Faculty members carve out time to be available to students during office hours (a time when profs are pretty much guaranteed to be in their offices). You’re not bothering them by dropping in! This is your chance to ask questions and get one-on-one help.
“I think that some students believe what they're saying—‘I didn't want to bother you,’” says Lynne. “Coming to office hours regularly and grilling me with questions is not ‘bothering’ me. That's my job.”
Can’t make your prof’s office hours? Give them a head’s up. They might be able to make an appointment with you to see them at a different time.
But the worst thing you can do is wait until it’s too late—when you’re drowning in assignments and have an exam in an hour. Coming to office hours in a panic won’t be productive for you or your prof if they need to spend time calming you down.
4. Talk to your peers
Still not convinced it’s that easy to talk to your professors? Try talking to your peers. If you missed the first few classes, seek out a classmate who can fill you in on what you need to know. And students in later years of your program can give you a different perspective altogether.
“One of the best resources is for the students to ask other students,” says Raymond. “You want to find out about what's going on? Go talk to somebody in second or third year. They'll tell you exactly what you need to look out for.”
Remember office hours? Some professors find it productive if a small group of students come together. The group dynamic may not work for all courses or profs, so check first before swarming their office.
“It's really useful to come in a team,” says Lynne. “I don't know why it's a better dynamic, and maybe it's not universal, but I find it really helpful. It's a better energy.”
5. Admit you need help—the sooner the better
Ross says that not enough of his students come to see him, and that’s likely true for a lot of professors. Typically students wait until they’re deep into the term before they start to realize they need help outside the classroom.

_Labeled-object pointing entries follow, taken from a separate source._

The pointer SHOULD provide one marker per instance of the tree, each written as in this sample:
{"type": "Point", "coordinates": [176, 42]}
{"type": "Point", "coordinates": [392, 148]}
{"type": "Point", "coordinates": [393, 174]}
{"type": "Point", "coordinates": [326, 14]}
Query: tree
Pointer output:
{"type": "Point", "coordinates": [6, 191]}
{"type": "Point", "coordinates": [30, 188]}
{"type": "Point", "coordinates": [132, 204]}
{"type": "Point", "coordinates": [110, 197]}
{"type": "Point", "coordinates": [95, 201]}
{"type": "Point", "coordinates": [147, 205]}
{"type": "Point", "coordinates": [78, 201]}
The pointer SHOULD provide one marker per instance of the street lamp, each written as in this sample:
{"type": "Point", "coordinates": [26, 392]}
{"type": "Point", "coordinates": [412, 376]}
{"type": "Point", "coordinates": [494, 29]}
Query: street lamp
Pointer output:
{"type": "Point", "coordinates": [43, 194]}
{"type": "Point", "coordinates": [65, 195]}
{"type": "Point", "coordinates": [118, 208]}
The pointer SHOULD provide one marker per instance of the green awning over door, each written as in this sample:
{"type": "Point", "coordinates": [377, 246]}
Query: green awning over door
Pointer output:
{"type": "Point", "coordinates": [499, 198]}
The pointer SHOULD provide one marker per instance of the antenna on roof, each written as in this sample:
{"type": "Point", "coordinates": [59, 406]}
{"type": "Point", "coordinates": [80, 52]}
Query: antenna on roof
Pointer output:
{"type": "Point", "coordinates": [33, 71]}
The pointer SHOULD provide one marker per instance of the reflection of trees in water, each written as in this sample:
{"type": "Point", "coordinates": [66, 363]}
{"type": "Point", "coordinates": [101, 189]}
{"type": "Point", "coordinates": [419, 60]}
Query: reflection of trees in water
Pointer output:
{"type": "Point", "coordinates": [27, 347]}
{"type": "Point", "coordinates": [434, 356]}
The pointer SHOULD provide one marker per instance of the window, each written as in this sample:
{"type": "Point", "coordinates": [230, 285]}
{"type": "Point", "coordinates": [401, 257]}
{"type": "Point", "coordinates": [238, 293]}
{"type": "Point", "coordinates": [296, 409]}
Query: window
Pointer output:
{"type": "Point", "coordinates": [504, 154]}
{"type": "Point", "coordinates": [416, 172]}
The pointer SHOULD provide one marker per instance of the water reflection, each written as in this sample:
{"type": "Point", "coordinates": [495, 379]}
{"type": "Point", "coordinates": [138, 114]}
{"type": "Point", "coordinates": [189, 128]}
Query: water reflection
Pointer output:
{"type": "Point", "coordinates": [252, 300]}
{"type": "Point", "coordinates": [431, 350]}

He explains, “I don't see enough of them because they leave it to the last minute, or they're scared and feel ashamed. They think, ‘I've gotten this poor mark, but I'm not able to learn from it because I'm not able to go and talk to him, because I feel badly.’” It’s a catch-22. But he adds that students shouldn’t be stressed about making mistakes. “We learn from our failures, and that's really difficult for a lot of students.”
But don’t feel ashamed or scared—your faculty member wants to help, and they don’t want you to wait until everyone is in the thick of midterms. If you feel yourself floundering in a sea of information, talk to your prof. They will answer your questions and recommend resources available to you.
“If you feel you're running into a struggle with something, there's a good chance the teachers you're dealing with have dealt with that struggle, either with other students or themselves,” says Raymond. “So go talk to them.”
4 things you should never do
1. Address your prof casually
Now that you’re out of high school, you might notice that not all university teachers want to be called Mr./Ms./Mrs. In university, formal titles like “Dr.” or “Professor” are the norm—though most faculty members are fine with using their first name. But err on the side of formality until they welcome you to address them more casually.
2. Bombard your prof with questions before class starts
Consider this: teaching is exactly like giving a presentation. So if your prof has entered the room and is setting up, this may not be the best time to ask about that complex lesson from last class. You might be disrupting their train of thought.
3. Hop on social media during a lesson
If you’re smiling at your phone as you sneak in a text message or catch up on Facebook, imagine what your prof sees. “No one smiles at their crotch that much, no matter how much they like their crotch,” says Lynne. Don’t let social media distract you from your prof’s lesson, because you’re not only wasting their time—you’re wasting your own.
4. Assume your profs are all the same
Don’t assume that Professor A’s preferences extend to Professor B’s class. As Lynne says, “We are different people. We have different specialties, we have different training, we have different expectations.”